Jerry Jones' support of Jason Garrett could change overnight if the Cowboys lose to the Eagles.
By KEITH WHITMIRE FS Southwest
Jason Garrett's job is safe and secure. That could change by the time Sunday night turns into Monday.
Lose to the
Eagles, and things could take a sudden turn overnight.
Cowboys owner Jerry Jones has been steadfast in his support of Garrett, despite the Cowboys barely being on the playoff radar at 5-6 and stumbling through a season full of penalties and mistakes.
This being just Garrett's second full season in charge, he deserves another year to craft the team in his image. His first full season, 2011, was marred by a labor dispute that cost him valuable off-season work with the team.
This season could also be written off because of the multitude of injuries the Cowboys have suffered. Of course, other than the season-opening win over the Giants, they haven't really played much better when at full health.
As bad as the Cowboys have been, the Eagles are in far worse shape. They're a shadow of a club right now with a 3-8 record and stuck in a seven-game tailspin.
The team the Cowboys will face Sunday night won't have quarterback Michael Vick, running back LeSean McCoy or receiver DeSean Jackson.
They are coming off a 30-22 loss to the inept Carolina Panthers. Before that, it was a 31-6 whipping at the hands of the so-so Redskins.
Eagles coach Andy Reid will be given a blindfold and cigarette before he walks onto the sideline at Cowboys Stadium.
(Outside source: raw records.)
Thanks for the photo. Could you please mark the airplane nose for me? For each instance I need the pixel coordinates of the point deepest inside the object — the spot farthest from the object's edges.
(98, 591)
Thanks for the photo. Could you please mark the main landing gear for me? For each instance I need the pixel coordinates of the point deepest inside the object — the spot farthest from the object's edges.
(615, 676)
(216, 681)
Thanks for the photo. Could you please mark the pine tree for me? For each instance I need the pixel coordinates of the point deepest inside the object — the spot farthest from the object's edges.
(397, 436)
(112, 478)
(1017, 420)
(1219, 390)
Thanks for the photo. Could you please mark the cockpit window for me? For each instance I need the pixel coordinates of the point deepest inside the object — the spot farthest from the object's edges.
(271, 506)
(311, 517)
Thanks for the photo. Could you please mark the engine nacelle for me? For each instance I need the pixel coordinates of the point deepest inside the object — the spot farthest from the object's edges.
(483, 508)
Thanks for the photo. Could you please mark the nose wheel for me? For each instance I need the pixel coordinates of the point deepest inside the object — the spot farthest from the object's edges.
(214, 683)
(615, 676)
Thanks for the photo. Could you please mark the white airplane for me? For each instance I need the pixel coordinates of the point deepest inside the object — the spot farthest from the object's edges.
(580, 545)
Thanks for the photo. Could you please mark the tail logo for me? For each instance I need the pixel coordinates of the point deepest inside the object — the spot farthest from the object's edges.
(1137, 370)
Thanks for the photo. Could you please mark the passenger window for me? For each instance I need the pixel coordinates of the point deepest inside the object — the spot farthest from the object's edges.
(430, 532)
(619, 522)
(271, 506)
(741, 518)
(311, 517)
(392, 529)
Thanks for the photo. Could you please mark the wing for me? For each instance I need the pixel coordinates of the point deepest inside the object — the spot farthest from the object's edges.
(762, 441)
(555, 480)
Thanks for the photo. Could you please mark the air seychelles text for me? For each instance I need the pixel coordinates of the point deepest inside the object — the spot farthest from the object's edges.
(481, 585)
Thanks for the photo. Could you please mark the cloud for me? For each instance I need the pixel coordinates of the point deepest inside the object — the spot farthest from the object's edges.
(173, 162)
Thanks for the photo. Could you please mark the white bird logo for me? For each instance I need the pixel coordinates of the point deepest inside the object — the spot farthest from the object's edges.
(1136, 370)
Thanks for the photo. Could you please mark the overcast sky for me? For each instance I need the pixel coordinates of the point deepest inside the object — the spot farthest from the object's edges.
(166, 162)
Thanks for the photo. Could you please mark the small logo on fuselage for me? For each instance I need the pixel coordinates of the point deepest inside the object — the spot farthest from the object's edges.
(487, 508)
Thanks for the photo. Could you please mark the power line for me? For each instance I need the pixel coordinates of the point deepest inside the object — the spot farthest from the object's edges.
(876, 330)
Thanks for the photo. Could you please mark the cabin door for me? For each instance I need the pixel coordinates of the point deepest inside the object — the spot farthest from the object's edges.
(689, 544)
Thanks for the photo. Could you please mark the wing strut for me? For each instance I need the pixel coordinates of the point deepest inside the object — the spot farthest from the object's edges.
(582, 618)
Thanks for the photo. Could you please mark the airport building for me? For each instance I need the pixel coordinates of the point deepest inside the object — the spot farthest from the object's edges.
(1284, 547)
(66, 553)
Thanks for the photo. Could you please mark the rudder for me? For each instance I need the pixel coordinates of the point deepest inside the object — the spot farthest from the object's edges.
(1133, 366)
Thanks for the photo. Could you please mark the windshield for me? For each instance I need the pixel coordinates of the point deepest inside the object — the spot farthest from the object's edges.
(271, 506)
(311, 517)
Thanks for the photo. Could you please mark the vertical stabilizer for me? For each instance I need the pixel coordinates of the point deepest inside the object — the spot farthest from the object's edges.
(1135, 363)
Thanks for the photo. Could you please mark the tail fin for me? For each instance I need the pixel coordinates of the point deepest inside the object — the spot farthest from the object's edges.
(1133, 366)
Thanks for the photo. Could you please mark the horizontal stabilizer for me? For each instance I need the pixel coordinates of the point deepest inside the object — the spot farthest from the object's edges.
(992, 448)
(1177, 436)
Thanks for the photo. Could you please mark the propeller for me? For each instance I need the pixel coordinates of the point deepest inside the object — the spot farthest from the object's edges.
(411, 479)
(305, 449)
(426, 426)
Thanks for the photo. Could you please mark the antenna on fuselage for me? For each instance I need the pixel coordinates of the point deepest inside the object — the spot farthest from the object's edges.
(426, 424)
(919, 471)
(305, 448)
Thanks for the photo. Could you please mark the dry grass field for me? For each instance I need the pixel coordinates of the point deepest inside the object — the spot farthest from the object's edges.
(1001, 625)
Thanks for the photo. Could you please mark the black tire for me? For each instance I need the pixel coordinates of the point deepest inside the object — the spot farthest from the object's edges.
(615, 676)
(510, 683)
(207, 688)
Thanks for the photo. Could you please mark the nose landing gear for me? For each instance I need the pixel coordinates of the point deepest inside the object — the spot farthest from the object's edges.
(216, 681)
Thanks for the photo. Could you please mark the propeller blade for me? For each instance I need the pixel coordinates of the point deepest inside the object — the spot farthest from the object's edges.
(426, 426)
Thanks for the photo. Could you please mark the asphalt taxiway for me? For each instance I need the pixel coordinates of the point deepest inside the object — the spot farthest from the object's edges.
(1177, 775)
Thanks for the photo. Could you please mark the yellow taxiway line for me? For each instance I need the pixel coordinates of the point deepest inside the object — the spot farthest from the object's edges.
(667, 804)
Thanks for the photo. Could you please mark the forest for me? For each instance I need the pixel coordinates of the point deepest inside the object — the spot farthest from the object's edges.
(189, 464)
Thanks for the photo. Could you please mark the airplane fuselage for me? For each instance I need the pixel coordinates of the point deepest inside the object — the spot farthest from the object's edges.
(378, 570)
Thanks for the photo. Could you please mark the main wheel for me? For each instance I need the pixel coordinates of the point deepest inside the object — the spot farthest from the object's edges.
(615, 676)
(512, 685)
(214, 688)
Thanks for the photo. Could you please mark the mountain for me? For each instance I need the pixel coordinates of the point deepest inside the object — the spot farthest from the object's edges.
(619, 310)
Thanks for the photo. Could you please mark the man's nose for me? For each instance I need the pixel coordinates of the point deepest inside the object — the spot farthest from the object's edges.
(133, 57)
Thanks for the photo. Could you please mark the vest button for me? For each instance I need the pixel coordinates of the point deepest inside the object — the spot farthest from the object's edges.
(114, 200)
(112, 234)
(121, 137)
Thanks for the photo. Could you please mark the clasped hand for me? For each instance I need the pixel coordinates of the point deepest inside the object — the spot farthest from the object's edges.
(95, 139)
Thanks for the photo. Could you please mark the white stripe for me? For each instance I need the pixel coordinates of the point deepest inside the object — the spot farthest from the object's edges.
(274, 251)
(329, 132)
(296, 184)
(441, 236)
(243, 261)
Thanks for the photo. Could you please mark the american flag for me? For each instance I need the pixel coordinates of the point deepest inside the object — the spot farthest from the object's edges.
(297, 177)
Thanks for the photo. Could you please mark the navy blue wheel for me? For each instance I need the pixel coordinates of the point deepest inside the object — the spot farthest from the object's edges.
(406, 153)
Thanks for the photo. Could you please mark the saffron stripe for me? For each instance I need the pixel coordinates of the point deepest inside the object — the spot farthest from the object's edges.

His departure is a foregone conclusion.
Garrett's job is safe despite growing rumblings, especially after losing the Thanksgiving game to the Redskins. But those tremors will turn into a full-scale eruption if the Cowboys don't take care of the Eagles.
A loss to hapless Philly will have Cowboy fans deserting ship even faster than they already are. Jerry Jones is a businessman at heart. He can't ignore the trends.
A generation of fans has grown to adulthood without seeing the Cowboys play in a Super Bowl. Local TV ratings are plummeting for Cowboys' games. They might still be a draw across the country, but they are losing their core audience.
Jones might have been able to ignore the chants of Bears fans when Chicago visited in October, but he'd have to be blind to miss all the RG3 jerseys on Thanksgiving. It will get worse: Cowboys Stadium will feel like a Steelers home game in two weeks.
If the Cowboys lose to the Eagles, there could be more empty seats than full when the Saints visit in two weeks.
A loss to the Eagles, and it won't just be fans bailing. Garrett could lose the team.
It's worth asking how much of a grip Garrett has on the team anyway. Garrett came in with a mission to change the culture around the practice facility, and by most accounts he's done that.
During the week, players are no longer sloppily dressed for practice and planes, or arriving late to meetings. But on Sundays, there's been little of the sharpness and discipline Garrett demands at Valley Ranch.
Garrett oversees the offense and is the play caller. Yet every game, the Cowboys have trouble getting the ball snapped before the play clock runs out. Then there's Garrett's infamous struggles with clock management.
Last week, the Cowboys ran a quarterback sneak on first down. Because they didn't know they had gained a first down on the previous play.
None of this instills confidence in a head coach.
This week, Jones shot down the idea of a play caller being brought in, saying that Garrett's plate isn't too full.
The last thing Jones wants to do is search for a new coach, but that chore could fall on his plate with a disastrous result against the Eagles. If the Cowboys are capable of losing Sunday, then they are capable of ending the season in a nosedive.
Garrett can withstand missing the playoffs another season, but it would truly be a test of Jones' patience if a loss to the lowly Eagles is followed by total collapse and empty stadiums.
Take care of business Sunday night, and the sun will shine brightly on the Cowboys Monday morning. Lose, and they could see a season descend into darkness.